Junto al drama de la emergencia migratoria, la tragedia griega. Como espectadores hemos presenciado una obra no escrita por algún autor capaz de conmovernos y dotado para seguir avivando los sueños de Clístenes y Pericles; por el contrario,  ésta ha sido alentada por los dioses acreedores, escrita por sus voceros mediáticos e impuesta por esa insoportable pléyade de firmes directores de escena (Merkel o Draghi), escenógrafos estrictos (Schäuble, Dijsselbloem o Schulz) y coro (Rajoy, Tusk o Dalia Grybauskaitė, Hollande, Renzi) más o menos entusiasta, los reparten Ustedes en la fila que consideren. Bajo la canícula del estío hemos podido asistir, en vivo y en directo, a la efectiva reeducación de Tsipras y Syriza, a quienes se les ha aplicado todo tipo de metodologías radicales: autoritarismo, intransigencia, suspensión del recreo bancario o el castigo a copiar cien veces el memorándum. El resultado ha liquidado cualquier debate pedagógico: sin duda, a la hora de doblegar a los revoltosos son mucho más eficaces las amenazas del capitalismo caníbal que el gulag soviéticos o los jemeres camboyanos, ¡dónde va a parar!

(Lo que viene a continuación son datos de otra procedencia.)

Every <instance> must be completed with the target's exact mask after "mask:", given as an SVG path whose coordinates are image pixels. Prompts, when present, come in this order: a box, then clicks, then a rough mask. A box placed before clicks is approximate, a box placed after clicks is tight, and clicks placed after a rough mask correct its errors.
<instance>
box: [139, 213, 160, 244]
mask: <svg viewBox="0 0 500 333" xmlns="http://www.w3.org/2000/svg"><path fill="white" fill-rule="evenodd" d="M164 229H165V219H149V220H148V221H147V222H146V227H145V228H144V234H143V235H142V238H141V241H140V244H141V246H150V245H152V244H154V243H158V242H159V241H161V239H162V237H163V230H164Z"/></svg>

Y, por supuesto, lo peor: la troika podrá exhibir ante cualquier crítica que hasta la izquierda radical griega ha asumido el “sentido común”. Curioso argumento, éste del sentido común, que algunos no se han cansado de enarbolar como enseña, o como matraca, durante los últimos años.

 

Y, entre medias, la desaparición de tres referentes sustanciales, cada uno a su manera, de la educación sentimental de una parte de mi generación: Javier Krahe, Rafael Chirbes y Daniel Rabinovich. Tres tipos, primero, dignos, en su compromiso y en sus trayectorias vitales; segundo, insobornables en su lucidez: descarnada y dolorida en Chirbes, sarcástica e insumisa con Krahe, hilarante y disparatada en el componente de les Luthiers; y, por último, con inteligencia para repartir. Los tres construyeron su obra desde sus preocupaciones peculiares, desde sus interrogantes íntimos y nosotros los escuchamos y leímos con el asombro de que, no en su precisión pero sí en su sentido, daban perspectiva a nuestra experiencia y nos contaban nuestro tiempo. A Rafa le gustaba repetir que, en consideración de Zola, toda obra de arte se levantaba contra la convención, ellos lo hicieron.

 

En una ocasión le preguntaron a Krahe sobre que le daba más miedo, si el alzheimer o la memoria,  contestó que el primero sin duda, porque era terrible. Aunque, a renglón seguido,  añadía que también la memoria puede serlo. Este verano malaje creo que constituye prueba de ello.